AF for dose response relationship:
1
Justification:
The dose response is considered unremarkable.
AF for differences in duration of exposure:
2
Justification:
The default extrapolation factor for exposure duration from subchronic (starting route) to chronic (end route) is used.
AF for interspecies differences (allometric scaling):
4
Justification:
The default allometric scaling factor for the differences between rats and humans is used.
AF for other interspecies differences:
1
Justification:
No additional factor is required.
AF for intraspecies differences:
10
Justification:
Recommended AF for intraspecies differences.
AF for the quality of the whole database:
1
Justification:
The qualitiy of the whole database is considered to be sufficient and uncriritcal.
AF for remaining uncertainties:
1
Justification:
The approach used for DNEL derivation is conservative, since no systemic effects have been observed.
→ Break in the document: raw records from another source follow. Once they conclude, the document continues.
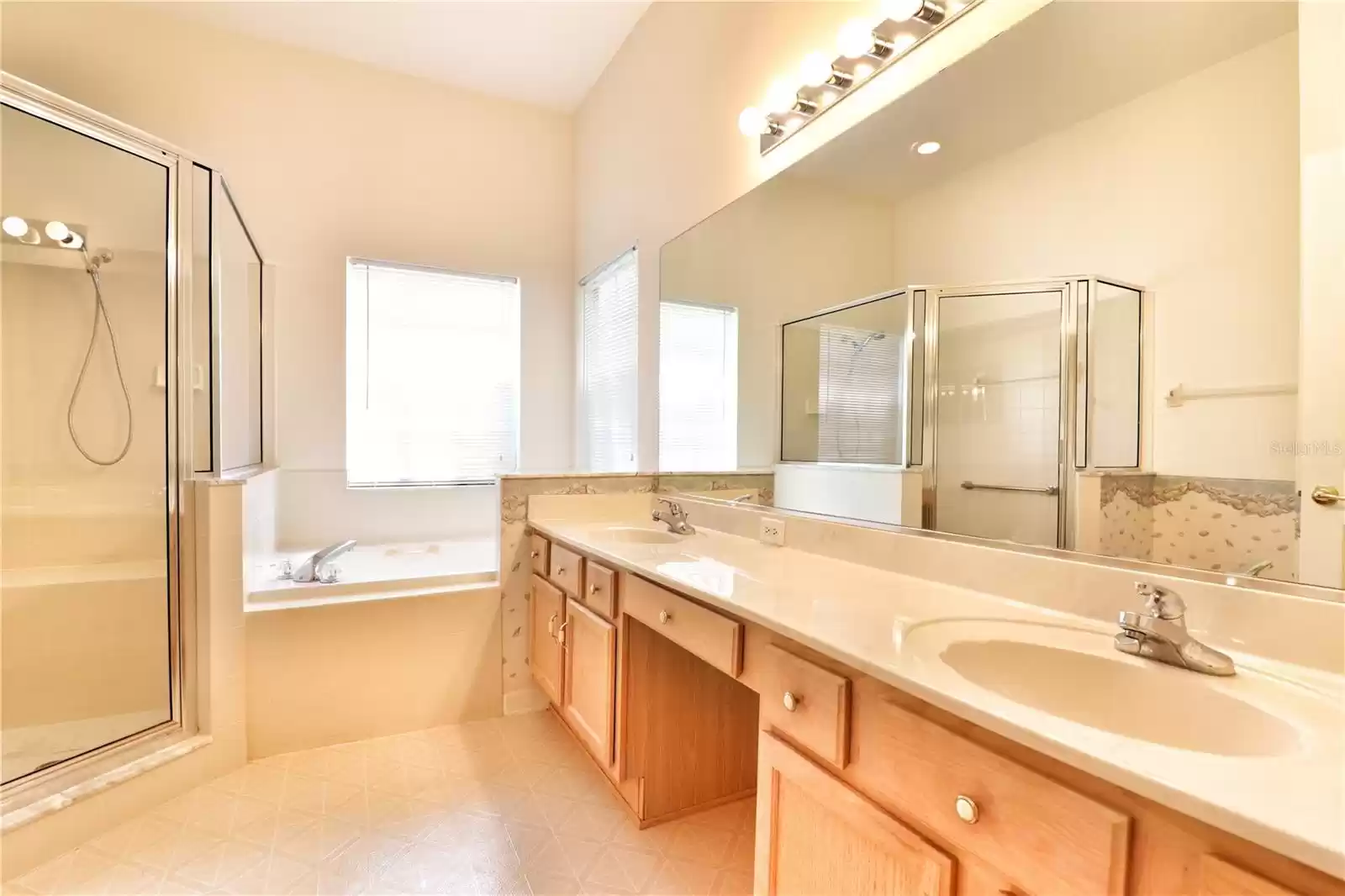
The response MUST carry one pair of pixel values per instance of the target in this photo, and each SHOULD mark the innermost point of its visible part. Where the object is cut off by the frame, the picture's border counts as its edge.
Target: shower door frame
(178, 505)
(1073, 303)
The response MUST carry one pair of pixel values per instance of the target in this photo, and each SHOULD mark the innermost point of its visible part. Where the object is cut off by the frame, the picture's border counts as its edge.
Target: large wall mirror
(1082, 323)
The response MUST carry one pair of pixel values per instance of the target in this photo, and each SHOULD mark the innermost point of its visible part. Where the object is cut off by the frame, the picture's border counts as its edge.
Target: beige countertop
(1286, 791)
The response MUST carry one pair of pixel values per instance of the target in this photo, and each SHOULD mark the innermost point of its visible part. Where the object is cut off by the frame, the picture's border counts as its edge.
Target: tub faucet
(674, 517)
(1160, 633)
(315, 568)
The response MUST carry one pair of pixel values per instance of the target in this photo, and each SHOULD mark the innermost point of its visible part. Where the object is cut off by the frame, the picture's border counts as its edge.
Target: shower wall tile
(515, 568)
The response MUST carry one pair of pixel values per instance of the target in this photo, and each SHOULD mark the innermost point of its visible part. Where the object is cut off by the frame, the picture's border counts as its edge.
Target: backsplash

No further assessment factor is required.
Acute/short term exposure
Hazard assessment conclusion:
no hazard identified
DNEL related information

General Population - Hazard for the eyes

Local effects

Hazard assessment conclusion:
medium hazard (no threshold derived)

Additional information - General Population

Although members of the category “pentanols” are reported to occur in nature, they are used mainly in industrial applications. Consumer exposure has to be considered as well. The possible routes of consumer exposure to 3-methylbutan-1-ol are via oral intake, inhalation and skin contact.
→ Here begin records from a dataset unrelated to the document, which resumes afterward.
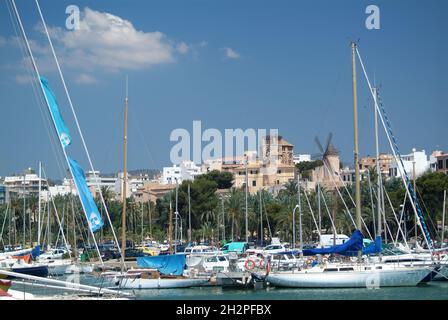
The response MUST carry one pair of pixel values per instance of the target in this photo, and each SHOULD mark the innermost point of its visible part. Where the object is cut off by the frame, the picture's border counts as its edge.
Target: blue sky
(231, 64)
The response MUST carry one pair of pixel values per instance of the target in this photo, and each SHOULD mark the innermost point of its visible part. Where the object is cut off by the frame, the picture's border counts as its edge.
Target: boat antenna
(123, 192)
(356, 150)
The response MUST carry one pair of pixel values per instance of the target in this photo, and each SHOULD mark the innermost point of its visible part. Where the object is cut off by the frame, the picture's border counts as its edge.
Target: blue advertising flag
(61, 129)
(90, 209)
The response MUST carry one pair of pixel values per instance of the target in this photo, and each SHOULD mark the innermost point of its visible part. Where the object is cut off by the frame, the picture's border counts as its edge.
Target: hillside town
(327, 170)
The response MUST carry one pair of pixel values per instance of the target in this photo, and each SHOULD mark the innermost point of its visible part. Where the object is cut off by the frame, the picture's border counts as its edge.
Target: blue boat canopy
(166, 264)
(349, 248)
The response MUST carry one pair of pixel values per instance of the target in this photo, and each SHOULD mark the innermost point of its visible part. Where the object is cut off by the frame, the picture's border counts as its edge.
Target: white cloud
(84, 78)
(182, 47)
(231, 54)
(23, 79)
(111, 43)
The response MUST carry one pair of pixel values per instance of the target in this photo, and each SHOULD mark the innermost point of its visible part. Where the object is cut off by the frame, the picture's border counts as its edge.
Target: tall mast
(150, 218)
(443, 216)
(378, 168)
(189, 214)
(261, 222)
(320, 213)
(356, 151)
(170, 228)
(300, 215)
(143, 207)
(176, 214)
(247, 182)
(39, 204)
(24, 212)
(123, 191)
(223, 219)
(415, 196)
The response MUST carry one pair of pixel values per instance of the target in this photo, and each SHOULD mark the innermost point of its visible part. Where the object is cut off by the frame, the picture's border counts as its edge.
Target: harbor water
(436, 290)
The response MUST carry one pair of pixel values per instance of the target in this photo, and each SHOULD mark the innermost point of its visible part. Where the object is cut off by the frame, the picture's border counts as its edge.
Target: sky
(282, 65)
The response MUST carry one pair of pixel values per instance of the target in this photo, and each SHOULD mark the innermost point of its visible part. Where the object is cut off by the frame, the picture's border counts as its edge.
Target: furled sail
(172, 264)
(88, 204)
(90, 209)
(348, 248)
(62, 130)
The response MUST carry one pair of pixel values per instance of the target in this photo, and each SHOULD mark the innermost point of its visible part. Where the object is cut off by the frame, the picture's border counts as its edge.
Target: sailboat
(156, 272)
(360, 274)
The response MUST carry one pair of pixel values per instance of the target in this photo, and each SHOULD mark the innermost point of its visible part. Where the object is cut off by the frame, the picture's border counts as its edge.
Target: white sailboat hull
(161, 283)
(401, 277)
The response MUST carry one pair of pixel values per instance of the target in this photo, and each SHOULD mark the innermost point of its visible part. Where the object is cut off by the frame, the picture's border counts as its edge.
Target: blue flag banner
(90, 209)
(173, 264)
(61, 129)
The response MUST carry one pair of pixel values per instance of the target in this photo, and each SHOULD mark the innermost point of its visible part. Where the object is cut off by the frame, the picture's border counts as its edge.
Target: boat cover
(348, 248)
(166, 264)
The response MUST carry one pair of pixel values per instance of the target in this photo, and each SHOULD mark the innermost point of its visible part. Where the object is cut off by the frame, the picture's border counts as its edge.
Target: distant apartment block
(187, 170)
(297, 158)
(442, 163)
(262, 175)
(26, 185)
(3, 195)
(416, 159)
(385, 160)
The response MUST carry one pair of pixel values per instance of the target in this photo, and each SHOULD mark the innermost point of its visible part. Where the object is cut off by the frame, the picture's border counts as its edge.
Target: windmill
(326, 154)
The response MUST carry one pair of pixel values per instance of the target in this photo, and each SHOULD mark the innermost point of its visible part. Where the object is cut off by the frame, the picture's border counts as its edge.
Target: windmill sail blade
(88, 204)
(330, 136)
(316, 139)
(61, 129)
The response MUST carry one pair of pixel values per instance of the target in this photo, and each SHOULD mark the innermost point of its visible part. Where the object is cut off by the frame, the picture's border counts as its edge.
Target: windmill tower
(327, 173)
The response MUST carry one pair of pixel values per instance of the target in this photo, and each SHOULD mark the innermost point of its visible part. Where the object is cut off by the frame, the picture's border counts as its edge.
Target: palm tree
(235, 206)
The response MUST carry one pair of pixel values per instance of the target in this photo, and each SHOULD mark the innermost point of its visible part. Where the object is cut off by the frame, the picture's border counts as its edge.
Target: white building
(67, 187)
(134, 182)
(93, 179)
(187, 170)
(422, 164)
(27, 184)
(297, 158)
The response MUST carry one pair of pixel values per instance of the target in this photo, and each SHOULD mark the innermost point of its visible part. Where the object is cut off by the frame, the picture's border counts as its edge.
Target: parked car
(216, 263)
(238, 247)
(53, 254)
(275, 248)
(133, 254)
(284, 261)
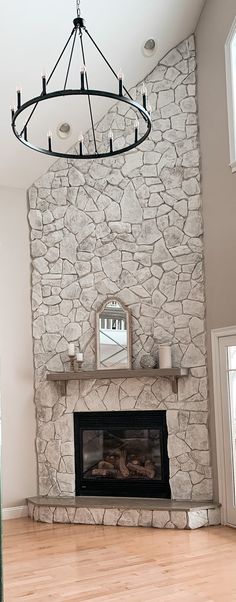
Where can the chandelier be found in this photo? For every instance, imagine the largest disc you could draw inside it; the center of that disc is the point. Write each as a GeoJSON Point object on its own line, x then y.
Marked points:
{"type": "Point", "coordinates": [141, 113]}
Based on the available data 3-methylbutan-1-ol has to be considered as irritating to the respiratory tract (STOT SE Cat. 3 according to Regulation (EC) No 1271/2008), irritation to skin (Cat. 2) and as causing damage to eyes (Cat. 1).

 

General Population – hazard via inhalation route

In 2007, the German MAK Commission determined a scientific OEL for the category of pentanol isomers of 20 ppm (= 73.16 mg/m3) based on local irritation effects observed in subchronic vapour inhalation studies in rats, mice and dogs with the structurally related tertiary alcohol 2-methyl-2-butanol (DFG, 2008). In humans, concentrations of 3 -methylbutan-1-ol of 100 – 150 ppm (366 - 549 mg/m3) were reported to be irritating to the respiratory tract (Nelson, 1943).
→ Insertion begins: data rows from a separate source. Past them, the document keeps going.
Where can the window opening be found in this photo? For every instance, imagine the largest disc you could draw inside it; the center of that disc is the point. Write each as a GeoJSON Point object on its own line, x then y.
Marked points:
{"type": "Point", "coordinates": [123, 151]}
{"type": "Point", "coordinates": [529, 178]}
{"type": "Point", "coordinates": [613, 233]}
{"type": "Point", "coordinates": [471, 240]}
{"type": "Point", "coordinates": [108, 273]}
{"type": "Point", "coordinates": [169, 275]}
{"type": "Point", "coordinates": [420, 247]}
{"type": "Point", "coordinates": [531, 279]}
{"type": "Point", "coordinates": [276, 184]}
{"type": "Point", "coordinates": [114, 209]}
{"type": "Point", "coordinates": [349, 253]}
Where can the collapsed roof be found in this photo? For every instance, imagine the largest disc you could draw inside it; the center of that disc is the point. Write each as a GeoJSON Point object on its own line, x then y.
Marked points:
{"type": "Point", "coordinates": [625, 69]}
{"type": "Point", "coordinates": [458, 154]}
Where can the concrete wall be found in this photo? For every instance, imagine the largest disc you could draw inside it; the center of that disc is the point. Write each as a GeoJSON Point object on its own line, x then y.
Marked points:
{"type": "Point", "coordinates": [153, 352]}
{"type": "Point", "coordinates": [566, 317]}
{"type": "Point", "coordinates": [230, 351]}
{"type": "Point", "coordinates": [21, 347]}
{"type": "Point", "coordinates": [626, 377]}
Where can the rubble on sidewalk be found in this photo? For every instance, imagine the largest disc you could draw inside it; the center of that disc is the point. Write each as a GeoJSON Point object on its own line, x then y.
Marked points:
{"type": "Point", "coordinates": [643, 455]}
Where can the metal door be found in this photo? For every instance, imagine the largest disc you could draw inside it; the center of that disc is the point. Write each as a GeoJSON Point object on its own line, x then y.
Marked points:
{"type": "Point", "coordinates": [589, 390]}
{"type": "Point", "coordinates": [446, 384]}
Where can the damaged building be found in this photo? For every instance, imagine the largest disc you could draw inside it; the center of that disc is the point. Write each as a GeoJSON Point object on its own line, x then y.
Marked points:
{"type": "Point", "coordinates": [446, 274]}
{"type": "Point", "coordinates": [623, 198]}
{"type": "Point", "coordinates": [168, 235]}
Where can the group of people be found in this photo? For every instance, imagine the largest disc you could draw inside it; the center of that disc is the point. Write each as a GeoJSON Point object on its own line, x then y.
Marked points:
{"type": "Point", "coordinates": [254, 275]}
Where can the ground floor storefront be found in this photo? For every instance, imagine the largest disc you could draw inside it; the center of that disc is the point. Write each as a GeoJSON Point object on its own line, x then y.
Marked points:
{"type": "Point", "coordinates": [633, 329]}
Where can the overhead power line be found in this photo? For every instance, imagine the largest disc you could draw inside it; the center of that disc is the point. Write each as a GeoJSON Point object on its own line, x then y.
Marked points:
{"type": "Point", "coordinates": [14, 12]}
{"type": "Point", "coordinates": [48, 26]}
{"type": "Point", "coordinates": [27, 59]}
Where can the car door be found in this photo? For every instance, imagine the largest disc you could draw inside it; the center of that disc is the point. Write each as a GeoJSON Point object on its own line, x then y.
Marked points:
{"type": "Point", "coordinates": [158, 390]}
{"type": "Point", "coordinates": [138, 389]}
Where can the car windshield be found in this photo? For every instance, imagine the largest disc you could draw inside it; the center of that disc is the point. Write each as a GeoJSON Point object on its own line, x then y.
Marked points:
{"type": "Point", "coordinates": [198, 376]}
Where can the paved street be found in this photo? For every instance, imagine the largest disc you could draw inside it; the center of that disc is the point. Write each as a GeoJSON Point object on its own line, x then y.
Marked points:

The German OEL is regarded to be safe for workers; this value was modified for the consumer. According to the ECHA Guidance, the intraspecies factor differs by 2 between the general population and workers. Also the possible exposure time may be by a factor 3 (8 hrs. vs. 24 hrs) and by a factor 1.4 (5 days/week vs. 7 days/week) longer. Therefore an additional AF of 8.4 is applied to the OEL value of 20 ppm. After correcting the inhalation volume for light work (10 m3/6.7 m3), a DNEL for the general population of 3.55 ppm (13 mg/m3) is derived.

 

The respective short term DNEL for the consumer is calculated from the short term DNEL for the worker of 292 mg/m3correcting for the inhalation volume (10 m3/6.7 m3) and an additional safety factor of 2 (worker to general population) leading to a short term inhalative consumer DNEL of 218 mg/m3. These DNELs cover both systemic and local effects.

 

References

 ECHA (2012). Guidance on Information Requirements and Chemical Safety Assessment, Chapter R.8: Characterisation of dose [concentration] -response for human health. November 2012.

 ECHA (2012). Guidance on Information Requirements and Chemical Safety Assessment, Chapter R.13: Risk management measures and operational conditions. October 2012.

 ECHA (2012). Guidance on Information Requirements and Chemical Safety Assessment, Part E: Risk Charactersisation. November 2012.

 ECETOC (2010).Guidance on Assessment Factors to Derive a DNEL. Technical Report No 110, October 2010.

 DFG (2008). MAK, 44.Lieferung. Pentanol isomers.